- The shorter the distance between the bottom bracket and saddle lowers pedalling efficiency, but increases standover height which gives you more room to throw the bike around. This feature gets more pronounced as the riding style the bike is designed for becomes more aggressive i.e. an enduro frame will sacrifice some pedalling efficiency for stability over very rough downhill terrain.
- A longer top tube leans the rider forward centring the weight distribution more, this gives better stability in the air and over rough terrain, but causes the bike to feel a little less manoeuvrable because it's harder to pull the front up.
- Shorter chainstays allow the front of the bike to pull up easier because the pedals are closer to the rear axle (the pivot point when pulling the front up).

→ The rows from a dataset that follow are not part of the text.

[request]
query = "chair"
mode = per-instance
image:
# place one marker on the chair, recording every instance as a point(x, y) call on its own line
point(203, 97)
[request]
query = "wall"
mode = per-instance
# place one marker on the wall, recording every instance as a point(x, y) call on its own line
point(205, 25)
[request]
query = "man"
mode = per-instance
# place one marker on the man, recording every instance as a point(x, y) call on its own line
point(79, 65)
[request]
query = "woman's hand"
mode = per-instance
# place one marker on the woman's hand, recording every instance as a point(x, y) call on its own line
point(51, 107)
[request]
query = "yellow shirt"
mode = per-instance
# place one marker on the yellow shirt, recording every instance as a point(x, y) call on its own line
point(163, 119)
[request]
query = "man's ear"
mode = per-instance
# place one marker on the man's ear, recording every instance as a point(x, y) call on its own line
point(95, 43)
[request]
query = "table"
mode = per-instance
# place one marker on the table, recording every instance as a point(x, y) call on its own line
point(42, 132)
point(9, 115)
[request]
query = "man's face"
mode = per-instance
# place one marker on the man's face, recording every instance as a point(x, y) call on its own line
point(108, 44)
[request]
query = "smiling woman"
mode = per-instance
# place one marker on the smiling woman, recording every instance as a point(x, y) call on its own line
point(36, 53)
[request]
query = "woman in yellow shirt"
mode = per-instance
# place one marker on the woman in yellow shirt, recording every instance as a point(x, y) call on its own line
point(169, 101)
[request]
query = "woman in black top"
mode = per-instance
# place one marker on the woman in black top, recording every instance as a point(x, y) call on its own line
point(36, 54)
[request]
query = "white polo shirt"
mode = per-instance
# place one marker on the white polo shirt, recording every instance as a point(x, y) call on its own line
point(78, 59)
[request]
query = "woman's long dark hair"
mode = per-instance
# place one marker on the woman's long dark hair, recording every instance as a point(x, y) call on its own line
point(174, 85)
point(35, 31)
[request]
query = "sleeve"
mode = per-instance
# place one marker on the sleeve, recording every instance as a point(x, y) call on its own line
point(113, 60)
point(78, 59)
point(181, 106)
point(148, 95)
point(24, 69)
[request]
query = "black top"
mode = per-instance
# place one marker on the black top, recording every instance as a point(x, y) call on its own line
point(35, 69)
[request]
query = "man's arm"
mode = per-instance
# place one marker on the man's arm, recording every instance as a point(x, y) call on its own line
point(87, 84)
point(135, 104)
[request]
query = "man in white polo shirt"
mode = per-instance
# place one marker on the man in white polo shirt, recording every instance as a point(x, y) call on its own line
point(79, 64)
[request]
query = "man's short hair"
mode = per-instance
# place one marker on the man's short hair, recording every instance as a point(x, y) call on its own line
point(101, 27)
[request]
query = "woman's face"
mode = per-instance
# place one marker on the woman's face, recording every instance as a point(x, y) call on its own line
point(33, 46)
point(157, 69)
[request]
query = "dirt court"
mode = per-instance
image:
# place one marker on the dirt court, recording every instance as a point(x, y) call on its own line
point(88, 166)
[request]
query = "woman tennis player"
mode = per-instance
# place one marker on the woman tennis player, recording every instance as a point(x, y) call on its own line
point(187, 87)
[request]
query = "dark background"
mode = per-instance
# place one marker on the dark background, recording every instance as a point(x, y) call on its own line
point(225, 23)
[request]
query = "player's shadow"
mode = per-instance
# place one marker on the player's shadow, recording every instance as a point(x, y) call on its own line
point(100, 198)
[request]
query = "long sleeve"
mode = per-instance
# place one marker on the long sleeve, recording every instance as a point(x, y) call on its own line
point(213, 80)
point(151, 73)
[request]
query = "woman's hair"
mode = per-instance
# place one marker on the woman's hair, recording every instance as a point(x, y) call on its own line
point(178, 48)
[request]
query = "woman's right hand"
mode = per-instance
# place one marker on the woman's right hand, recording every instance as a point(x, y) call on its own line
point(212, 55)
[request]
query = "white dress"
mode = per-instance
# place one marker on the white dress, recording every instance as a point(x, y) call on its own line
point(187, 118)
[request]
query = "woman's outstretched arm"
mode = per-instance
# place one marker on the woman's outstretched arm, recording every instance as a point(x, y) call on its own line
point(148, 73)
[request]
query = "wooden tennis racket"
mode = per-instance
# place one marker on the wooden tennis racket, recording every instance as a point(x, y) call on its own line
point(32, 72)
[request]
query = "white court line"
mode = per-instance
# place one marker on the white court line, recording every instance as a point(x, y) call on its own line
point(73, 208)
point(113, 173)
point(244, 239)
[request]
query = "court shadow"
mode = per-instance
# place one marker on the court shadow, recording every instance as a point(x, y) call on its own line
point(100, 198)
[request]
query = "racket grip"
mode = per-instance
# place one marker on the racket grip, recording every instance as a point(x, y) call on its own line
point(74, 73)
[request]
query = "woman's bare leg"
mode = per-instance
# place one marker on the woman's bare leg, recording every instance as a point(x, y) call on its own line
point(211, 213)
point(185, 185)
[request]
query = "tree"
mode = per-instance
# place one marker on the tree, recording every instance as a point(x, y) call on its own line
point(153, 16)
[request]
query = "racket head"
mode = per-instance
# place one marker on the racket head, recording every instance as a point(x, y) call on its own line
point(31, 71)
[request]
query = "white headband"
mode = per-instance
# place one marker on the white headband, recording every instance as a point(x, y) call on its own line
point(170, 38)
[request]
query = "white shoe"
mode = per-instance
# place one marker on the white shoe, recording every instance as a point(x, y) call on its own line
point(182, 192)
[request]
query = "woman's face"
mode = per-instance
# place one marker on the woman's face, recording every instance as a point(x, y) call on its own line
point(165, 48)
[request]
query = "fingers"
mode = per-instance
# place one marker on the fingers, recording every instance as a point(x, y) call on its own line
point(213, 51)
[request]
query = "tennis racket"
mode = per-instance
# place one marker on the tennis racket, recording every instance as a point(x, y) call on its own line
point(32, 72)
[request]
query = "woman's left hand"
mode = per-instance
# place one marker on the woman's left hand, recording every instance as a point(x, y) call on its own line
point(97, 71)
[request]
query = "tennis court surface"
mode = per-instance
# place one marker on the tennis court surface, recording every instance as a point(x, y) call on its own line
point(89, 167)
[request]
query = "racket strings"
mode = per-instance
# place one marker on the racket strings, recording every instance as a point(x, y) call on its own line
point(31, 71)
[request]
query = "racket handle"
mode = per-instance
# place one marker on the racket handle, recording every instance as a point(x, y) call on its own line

Aggressive bikes that want the stability of the longer top tube often shorten the chainstays to keep the bike feeling more nimble.
- A higher bottom bracket lifts the centre of gravity up making the bike more difficult to corner, but a low bike is a bike that scrapes rocks more...
- A steeper head angle results in a more responsive, lighter feeling steering.
So to give an XC example:
- A pure XC bike will have a large BB to saddle height to maximise pedal efficiency, therefore a low standover height, but this isn't too much of a sacrifice as an XC bike is not aimed at very rough terrain.
- Often rather than a long top tube, they have a slightly shorter one and use a longer stem. This keeps the weight forward so the front doesn't keep lifting when pedalling hard up hill, but keeps the steering feeling light (not always desirable...).
- Longer chainstays for the same reason as above.
- Steep headangle.
Whilst an enduro:
- Will have a low BB to saddle height so it can be thrown around over very rough terrain.
- A long top tube for the extra stability. An enduro bike can't use the long stem trick to minimise the top tube length, because long stems make the steering feel 'overactive' which is horrible on rough terrain.
- Short chainstays to mitigate the long tube.
- Slightly slacker head angle because it makes the bike more stable when going downhill.
Most MTB frame styles have roughly the same BB height, as everyone wants a better cornering bike and it's difficult to pedal over rough terrain anyway. The only exception I think of are pure downhilling frames, where a very low BB height is desired but to minimise pedal smashes, shorter crank lengths are the norm.
Headangles tend to quite steep on most MTB frames even on very different styles, for example XC and dirt jump frames have similar headtube angles. Once again the notable exception are downhilling frames, which have very slack headangles; although this for improving stability when on steep descents (it's harder to go over the bars).
The above is an oversimplification. In the real world the parts play off each other, and their characteristics will change as a bike moves through the rear travel (if it's got any of course). Also the above are frame characteristics; the length of stem, width of the bars, length of cranks, height of forks, etc. all play their part in the overall feel just as much as the frame does.